A Hungarian force of 2,000 and a German force of 300 arrived in the town on May 27. Different accounts give different details of the battle. One account states that Rákóczy and 200 men entered the city in peasant clothing during a fair during which Turks, Hungarian merchants, and peasants flocked together. Due to unknown reasons, either by betrayal or aroused suspicion, the Turks took up arms and attacked the infiltrators. The battle has begun. Rákóczy and his men threw themselves on the Turks and tried to enter the castle; however, Rákóczy was killed, and only a few managed to escape while the rest were killed or captured. A second account states that Rákóczy attacked the castle; however, he was met with resistance and killed. Furious, the Hungarians set Varad on fire and freed many captives. However, these accounts are unlikely.

A third account seems more plausible. The Hungarian and German troops managed to enter the town secretly and began looting and sacking the city, forgetting about their main objective, which was to capture the city.
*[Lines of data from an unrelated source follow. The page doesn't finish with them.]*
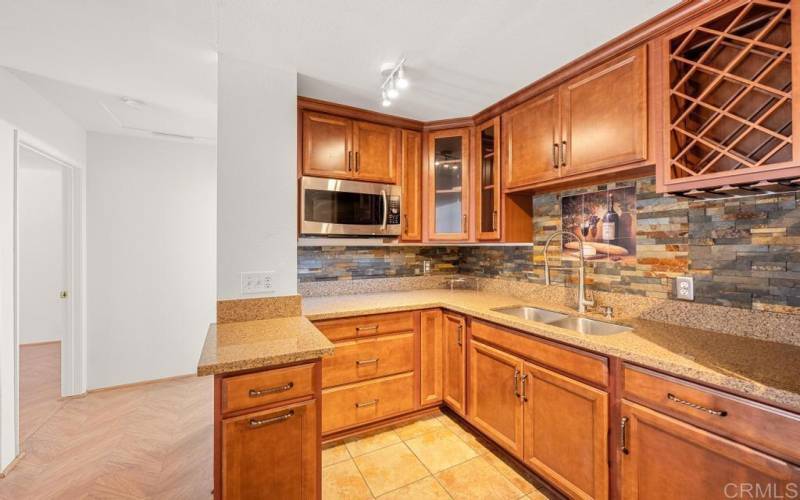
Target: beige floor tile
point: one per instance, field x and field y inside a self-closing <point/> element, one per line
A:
<point x="440" y="449"/>
<point x="476" y="479"/>
<point x="333" y="454"/>
<point x="524" y="480"/>
<point x="390" y="468"/>
<point x="424" y="489"/>
<point x="371" y="442"/>
<point x="417" y="428"/>
<point x="343" y="481"/>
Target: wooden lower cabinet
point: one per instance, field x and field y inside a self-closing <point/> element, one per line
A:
<point x="455" y="341"/>
<point x="495" y="397"/>
<point x="431" y="358"/>
<point x="271" y="454"/>
<point x="566" y="432"/>
<point x="668" y="459"/>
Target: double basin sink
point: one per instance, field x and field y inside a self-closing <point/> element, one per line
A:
<point x="575" y="323"/>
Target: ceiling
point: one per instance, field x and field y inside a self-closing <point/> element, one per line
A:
<point x="461" y="56"/>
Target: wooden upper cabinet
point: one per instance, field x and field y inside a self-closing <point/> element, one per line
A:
<point x="375" y="152"/>
<point x="455" y="348"/>
<point x="729" y="99"/>
<point x="566" y="426"/>
<point x="495" y="397"/>
<point x="448" y="183"/>
<point x="340" y="148"/>
<point x="665" y="458"/>
<point x="327" y="145"/>
<point x="487" y="180"/>
<point x="271" y="454"/>
<point x="531" y="138"/>
<point x="431" y="370"/>
<point x="604" y="115"/>
<point x="411" y="184"/>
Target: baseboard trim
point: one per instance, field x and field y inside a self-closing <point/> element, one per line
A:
<point x="44" y="342"/>
<point x="140" y="383"/>
<point x="11" y="465"/>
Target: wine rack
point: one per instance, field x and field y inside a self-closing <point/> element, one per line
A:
<point x="729" y="109"/>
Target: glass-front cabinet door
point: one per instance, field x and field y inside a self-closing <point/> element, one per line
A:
<point x="487" y="180"/>
<point x="448" y="184"/>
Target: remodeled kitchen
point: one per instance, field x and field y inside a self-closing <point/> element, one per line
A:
<point x="589" y="288"/>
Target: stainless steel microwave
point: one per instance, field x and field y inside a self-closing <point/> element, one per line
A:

The Ottoman garrison used this and gathered their forces. A fierce battle ensued, and the Hungarian German force was ousted from the city. Both sides sustained heavy losses. Rákóczy was killed during the battle. Despite this, the retreating Hungarians acquired a large amount of loot during the sack.

==Sources==
- Historical overview (1916), commissioned by the Hungarian Academy of Sciences (in Hungarian).